Pero no puedo olvidarme de una distinción importante que hace Ferdinand de Saussure. Si me disculpan un momento de profesor Siruela, les cuento que con el “Curso de lingüística general” (que en realidad no escribió, sino que son los apuntes de clase de sus alumnos) Saussure fundó la lingüística moderna, la semiótica, plantó la semilla del psicoanálisis lacaniano y le dio de comer a unos cuantos miles de personas. En el Curso, Saussure hace una distinción fundamental entre langue y parole, lo que en español llamamos lengua y habla. La lengua es la norma, un conjunto de reglas socialmente aceptadas y codificadas, el sistema del lenguaje. El habla es el uso de ese sistema, las maneras variadas, impuras, particulares, cambiantes, indefinibles en las que distintos grupos de hablantes, o cada hablante, o cada hablante en cada situación específica, pone esa lengua en funcionamiento. La lengua es el diccionario y la gramática, el habla es una persona en un lugar en un momento. La lengua permite que todos los hablantes de español nos entendamos, el habla hace que usemos el español para expresar quienes somos y no nuestras vidas para clonar lo que es el español.

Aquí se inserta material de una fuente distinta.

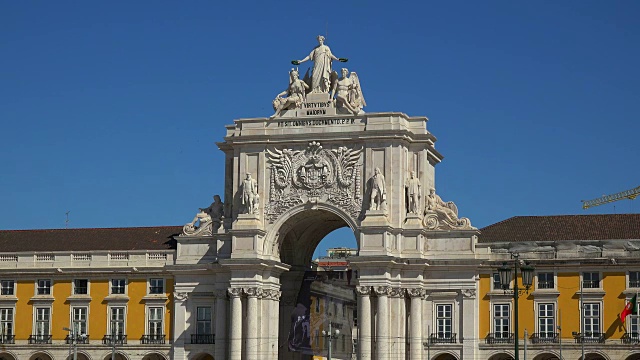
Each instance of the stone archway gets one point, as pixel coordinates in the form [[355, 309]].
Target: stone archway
[[501, 356], [7, 356], [41, 356]]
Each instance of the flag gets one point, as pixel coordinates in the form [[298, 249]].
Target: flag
[[629, 309]]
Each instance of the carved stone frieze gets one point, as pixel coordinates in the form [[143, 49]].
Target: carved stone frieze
[[314, 175], [382, 290], [363, 290], [416, 292], [396, 292]]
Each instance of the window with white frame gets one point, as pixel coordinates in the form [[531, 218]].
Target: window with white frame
[[156, 286], [80, 287], [155, 321], [43, 287], [591, 280], [634, 279], [444, 321], [546, 320], [495, 281], [43, 323], [79, 320], [501, 320], [118, 286], [546, 280], [7, 287], [6, 323], [203, 326], [591, 318], [634, 330], [117, 321]]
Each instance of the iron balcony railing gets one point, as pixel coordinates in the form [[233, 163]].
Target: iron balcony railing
[[7, 339], [589, 337], [442, 338], [114, 339], [630, 338], [152, 339], [499, 338], [203, 339], [544, 338], [79, 339], [39, 339]]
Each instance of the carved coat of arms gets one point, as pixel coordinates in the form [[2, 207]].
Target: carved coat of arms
[[312, 175]]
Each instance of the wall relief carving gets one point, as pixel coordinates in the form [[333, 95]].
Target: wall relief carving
[[314, 175]]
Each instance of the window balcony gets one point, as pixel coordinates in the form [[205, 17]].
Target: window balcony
[[591, 284], [630, 338], [442, 338], [203, 339], [544, 338], [153, 339], [39, 339], [499, 338], [545, 285], [79, 339], [114, 339], [589, 337], [7, 339]]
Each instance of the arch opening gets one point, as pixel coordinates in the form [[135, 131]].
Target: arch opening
[[316, 293]]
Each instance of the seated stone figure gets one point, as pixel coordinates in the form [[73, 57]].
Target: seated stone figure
[[206, 219], [442, 215]]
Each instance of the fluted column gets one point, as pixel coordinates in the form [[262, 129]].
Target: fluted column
[[235, 343], [221, 324], [274, 322], [416, 323], [382, 323], [252, 323], [364, 322]]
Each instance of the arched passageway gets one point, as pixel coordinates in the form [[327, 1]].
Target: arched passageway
[[501, 356]]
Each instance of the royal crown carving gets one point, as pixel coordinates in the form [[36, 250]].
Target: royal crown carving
[[313, 175]]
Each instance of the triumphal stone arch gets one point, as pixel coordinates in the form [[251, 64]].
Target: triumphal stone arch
[[320, 163]]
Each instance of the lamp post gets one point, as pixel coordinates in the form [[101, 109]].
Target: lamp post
[[505, 282], [330, 336]]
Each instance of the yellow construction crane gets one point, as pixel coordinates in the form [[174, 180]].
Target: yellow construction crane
[[629, 194]]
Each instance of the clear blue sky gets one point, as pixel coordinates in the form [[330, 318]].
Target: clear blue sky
[[111, 110]]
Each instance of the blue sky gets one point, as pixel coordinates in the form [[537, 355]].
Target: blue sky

Y ahí es donde la idea de que la patria es la lengua se me complica, porque ahí es donde la idea de la patria se me complica. Si la patria es la lengua, entonces la patria es una idea invariable, codificada, rígida, externa. Si la patria es la lengua, la patria es esa cosa por la que nos matamos en las guerras, la que nos hace discriminar, la patria del mármol y el bronce y las historias oficiales y los discursos de presidentes y directoras de escuela, la patria de las letras de los himnos nacionales. Los himnos nacionales son cosas atroces. El alemán se llama directamente “Alemania sobre todo”, y comienza diciendo “Alemania sobre todo, sobre todo en el mundo”. La Marsellesa dice “que una sangre impura riegue nuestros surcos”, dice que los extranjeros vienen a matar nuestros hijos, violar a nuestras mujeres e imponernos sus leyes, a ser “maestros de nuestro destino”. Después nos preguntamos por qué se les complica el multiculturalismo. Nuestro himno termina con versos terribles: “coronados de gloria vivamos o juremos con gloria morir” es un llamado al martirio, y cuando Mercedes Sosa lo quiso suavizar diciendo “o juremos con gloria vivir” lo empeoró. Si no vivimos coronados de gloria no podemos jurar que viviremos con gloria, es la misma cosa dicha de dos formas; o juramos una mentira o compramos la idea de que la única que nos queda es vivir con gloria. Esa patria del patrioterismo es la patria de la lengua.
Yo me quedo con una patria del habla: una patria que cambia, que se funde con otras, que es de cada uno, que vive y respira y crece, que nos permite caminar con nuestro paso en lugar de exigirnos marchas marciales, que no demanda lealtades absolutas, que no grita, que no se achica ni se asusta en el contacto con los demás. Si la patria es la lengua, cuida cada palabra gauchesca como si en eso se perdiera soberanía, y viaja por el mundo cuidando que el barro foráneo no le manche las botas de potro. Cuando la patria es el habla, importa esa identidad profunda más que los adornos, y el contacto es una expansión, una forma nueva de ser y de decir la patria. Cuando la patria es el habla me perdona que viva en otra parte, que ame otras cosas, que me salga de sus límites para descubrirla mejor.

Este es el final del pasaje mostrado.